Re: SparkSubmit and --driver-java-options

2014-04-30 Thread Patrick Wendell
I added a fix for this recently and it didn't require adding -J
notation - are you trying it with this patch?

https://issues.apache.org/jira/browse/SPARK-1654

 ./bin/spark-shell --driver-java-options -Dfoo=a -Dbar=b
scala sys.props.get(foo)
res0: Option[String] = Some(a)
scala sys.props.get(bar)
res1: Option[String] = Some(b)

- Patrick

On Wed, Apr 30, 2014 at 11:29 AM, Marcelo Vanzin van...@cloudera.com wrote:
 Hello all,

 Maybe my brain is not evolved enough to be able to trace through what
 happens with command-line arguments as they're parsed through all the
 shell scripts... but I really can't figure out how to pass more than a
 single JVM option on the command line.

 Unless someone has an obvious workaround that I'm missing, I'd like to
 propose something that is actually pretty standard in JVM tools: using
 -J. From javac:

   -Jflag   Pass flag directly to the runtime system

 So javac -J-Xmx1g would pass -Xmx1g to the underlying JVM. You can
 use several of those to pass multiple options (unlike
 --driver-java-options), so it helps that it's a short syntax.

 Unless someone has some issue with that I'll work on a patch for it...
 (well, I'm going to do it locally for me anyway because I really can't
 figure out how to do what I want to otherwise.)


 --
 Marcelo


Re: SparkSubmit and --driver-java-options

2014-04-30 Thread Marcelo Vanzin
Just pulled again just in case. Verified your fix is there.

$ ./bin/spark-submit --master yarn --deploy-mode client
--driver-java-options -Dfoo -Dbar blah blah blah
error: Unrecognized option '-Dbar'.
run with --help for more information or --verbose for debugging output


On Wed, Apr 30, 2014 at 12:49 PM, Patrick Wendell pwend...@gmail.com wrote:
 I added a fix for this recently and it didn't require adding -J
 notation - are you trying it with this patch?

 https://issues.apache.org/jira/browse/SPARK-1654

  ./bin/spark-shell --driver-java-options -Dfoo=a -Dbar=b
 scala sys.props.get(foo)
 res0: Option[String] = Some(a)
 scala sys.props.get(bar)
 res1: Option[String] = Some(b)

 - Patrick

 On Wed, Apr 30, 2014 at 11:29 AM, Marcelo Vanzin van...@cloudera.com wrote:
 Hello all,

 Maybe my brain is not evolved enough to be able to trace through what
 happens with command-line arguments as they're parsed through all the
 shell scripts... but I really can't figure out how to pass more than a
 single JVM option on the command line.

 Unless someone has an obvious workaround that I'm missing, I'd like to
 propose something that is actually pretty standard in JVM tools: using
 -J. From javac:

   -Jflag   Pass flag directly to the runtime system

 So javac -J-Xmx1g would pass -Xmx1g to the underlying JVM. You can
 use several of those to pass multiple options (unlike
 --driver-java-options), so it helps that it's a short syntax.
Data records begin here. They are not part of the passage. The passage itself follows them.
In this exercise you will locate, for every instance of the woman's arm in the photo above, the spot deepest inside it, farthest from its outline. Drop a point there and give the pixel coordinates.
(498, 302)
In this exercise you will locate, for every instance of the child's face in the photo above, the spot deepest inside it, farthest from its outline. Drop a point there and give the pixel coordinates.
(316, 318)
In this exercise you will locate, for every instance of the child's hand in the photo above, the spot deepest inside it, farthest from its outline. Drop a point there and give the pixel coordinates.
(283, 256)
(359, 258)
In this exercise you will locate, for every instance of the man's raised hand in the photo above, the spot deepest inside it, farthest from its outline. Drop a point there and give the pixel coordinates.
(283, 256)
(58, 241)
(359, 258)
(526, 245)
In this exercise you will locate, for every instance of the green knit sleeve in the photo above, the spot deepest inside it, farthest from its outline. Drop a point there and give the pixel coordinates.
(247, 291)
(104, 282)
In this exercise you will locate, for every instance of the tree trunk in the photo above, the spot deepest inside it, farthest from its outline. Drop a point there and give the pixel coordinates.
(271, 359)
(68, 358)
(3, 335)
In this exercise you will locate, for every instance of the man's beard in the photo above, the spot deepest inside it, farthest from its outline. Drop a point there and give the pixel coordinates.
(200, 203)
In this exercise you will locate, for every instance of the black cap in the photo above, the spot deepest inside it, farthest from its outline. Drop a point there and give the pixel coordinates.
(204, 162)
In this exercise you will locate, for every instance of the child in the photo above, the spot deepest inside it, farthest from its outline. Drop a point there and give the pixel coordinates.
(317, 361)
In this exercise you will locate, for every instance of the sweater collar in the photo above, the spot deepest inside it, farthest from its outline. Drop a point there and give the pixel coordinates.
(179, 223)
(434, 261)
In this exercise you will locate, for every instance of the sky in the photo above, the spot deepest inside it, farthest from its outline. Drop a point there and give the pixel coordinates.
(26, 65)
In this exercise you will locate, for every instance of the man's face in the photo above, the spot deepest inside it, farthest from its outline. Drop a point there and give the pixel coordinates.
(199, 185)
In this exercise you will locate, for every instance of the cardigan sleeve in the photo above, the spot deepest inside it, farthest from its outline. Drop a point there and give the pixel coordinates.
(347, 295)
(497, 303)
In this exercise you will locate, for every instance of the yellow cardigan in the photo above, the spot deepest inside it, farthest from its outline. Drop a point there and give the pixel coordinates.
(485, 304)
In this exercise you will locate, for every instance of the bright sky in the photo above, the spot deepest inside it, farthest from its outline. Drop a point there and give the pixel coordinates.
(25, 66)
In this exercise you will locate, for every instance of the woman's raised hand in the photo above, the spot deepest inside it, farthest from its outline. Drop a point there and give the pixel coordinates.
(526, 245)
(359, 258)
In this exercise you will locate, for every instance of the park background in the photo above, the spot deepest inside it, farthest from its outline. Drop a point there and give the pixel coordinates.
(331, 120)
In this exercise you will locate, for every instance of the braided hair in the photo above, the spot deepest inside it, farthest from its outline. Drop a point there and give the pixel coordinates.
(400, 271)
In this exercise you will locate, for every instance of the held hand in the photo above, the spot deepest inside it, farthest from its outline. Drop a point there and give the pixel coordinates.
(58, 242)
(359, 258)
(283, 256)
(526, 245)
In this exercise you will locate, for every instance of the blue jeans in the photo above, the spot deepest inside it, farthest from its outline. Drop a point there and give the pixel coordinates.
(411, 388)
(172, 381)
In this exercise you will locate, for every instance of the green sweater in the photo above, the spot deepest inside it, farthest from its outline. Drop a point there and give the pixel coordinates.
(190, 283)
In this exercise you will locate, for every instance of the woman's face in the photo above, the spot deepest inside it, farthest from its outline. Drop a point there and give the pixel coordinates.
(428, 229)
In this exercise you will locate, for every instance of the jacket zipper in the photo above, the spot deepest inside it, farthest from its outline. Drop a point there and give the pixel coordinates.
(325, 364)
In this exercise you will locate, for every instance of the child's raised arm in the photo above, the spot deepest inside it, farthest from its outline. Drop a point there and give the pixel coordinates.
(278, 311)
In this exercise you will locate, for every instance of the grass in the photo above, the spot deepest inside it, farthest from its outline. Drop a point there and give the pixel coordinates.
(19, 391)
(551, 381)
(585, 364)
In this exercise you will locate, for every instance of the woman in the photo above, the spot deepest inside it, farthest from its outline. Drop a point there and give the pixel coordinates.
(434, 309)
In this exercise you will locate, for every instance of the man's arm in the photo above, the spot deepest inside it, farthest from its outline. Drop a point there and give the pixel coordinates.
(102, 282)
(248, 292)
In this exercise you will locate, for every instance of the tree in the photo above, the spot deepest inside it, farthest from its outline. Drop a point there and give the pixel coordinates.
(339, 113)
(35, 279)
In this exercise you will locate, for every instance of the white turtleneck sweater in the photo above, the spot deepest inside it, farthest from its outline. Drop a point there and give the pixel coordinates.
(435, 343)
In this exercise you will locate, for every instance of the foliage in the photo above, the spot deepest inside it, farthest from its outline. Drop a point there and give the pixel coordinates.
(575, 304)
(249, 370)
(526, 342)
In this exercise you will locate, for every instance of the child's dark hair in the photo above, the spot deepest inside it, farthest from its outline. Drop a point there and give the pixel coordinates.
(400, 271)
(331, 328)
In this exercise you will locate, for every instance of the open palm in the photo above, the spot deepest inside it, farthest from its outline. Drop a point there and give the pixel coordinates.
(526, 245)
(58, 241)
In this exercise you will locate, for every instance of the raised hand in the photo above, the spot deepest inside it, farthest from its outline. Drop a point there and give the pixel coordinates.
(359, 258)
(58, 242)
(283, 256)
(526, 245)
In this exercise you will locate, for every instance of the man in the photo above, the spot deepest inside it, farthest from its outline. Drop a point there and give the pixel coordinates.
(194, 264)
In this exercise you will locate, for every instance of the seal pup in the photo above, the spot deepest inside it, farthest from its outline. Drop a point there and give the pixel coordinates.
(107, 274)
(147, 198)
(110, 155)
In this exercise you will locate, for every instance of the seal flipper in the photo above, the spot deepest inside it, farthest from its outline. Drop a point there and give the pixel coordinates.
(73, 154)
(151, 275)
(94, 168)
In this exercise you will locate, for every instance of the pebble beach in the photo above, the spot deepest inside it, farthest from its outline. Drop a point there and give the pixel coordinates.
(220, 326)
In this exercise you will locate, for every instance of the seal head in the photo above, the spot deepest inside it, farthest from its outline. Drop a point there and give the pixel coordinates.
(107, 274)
 Unless someone has some issue with that I'll work on a patch for it...
 (well, I'm going to do it locally for me anyway because I really can't
 figure out how to do what I want to otherwise.)


 --
 Marcelo



-- 
Marcelo


Re: SparkSubmit and --driver-java-options

2014-04-30 Thread Patrick Wendell
Yeah I think the problem is that the spark-submit script doesn't pass
the argument array to spark-class in the right way, so any quoted
strings get flattened.

We do:
ORIG_ARGS=$@
$SPARK_HOME/bin/spark-class org.apache.spark.deploy.SparkSubmit $ORIG_ARGS

This works:
// remove all the code relating to `shift`ing the arguments
$SPARK_HOME/bin/spark-class org.apache.spark.deploy.SparkSubmit $@

Not sure, but I think the issue is that when you make a copy of $@ in
bash the type actually changes from an array to something else.

My patch fixes this for spark-shell but I didn't realize that
spark-submit does the same thing.
https://github.com/apache/spark/pull/576/files#diff-bc287993dfd11fd18794041e169ffd72L23

I think we'll need to figure out how to do this correctly in the bash
script so that quoted strings get passed in the right way.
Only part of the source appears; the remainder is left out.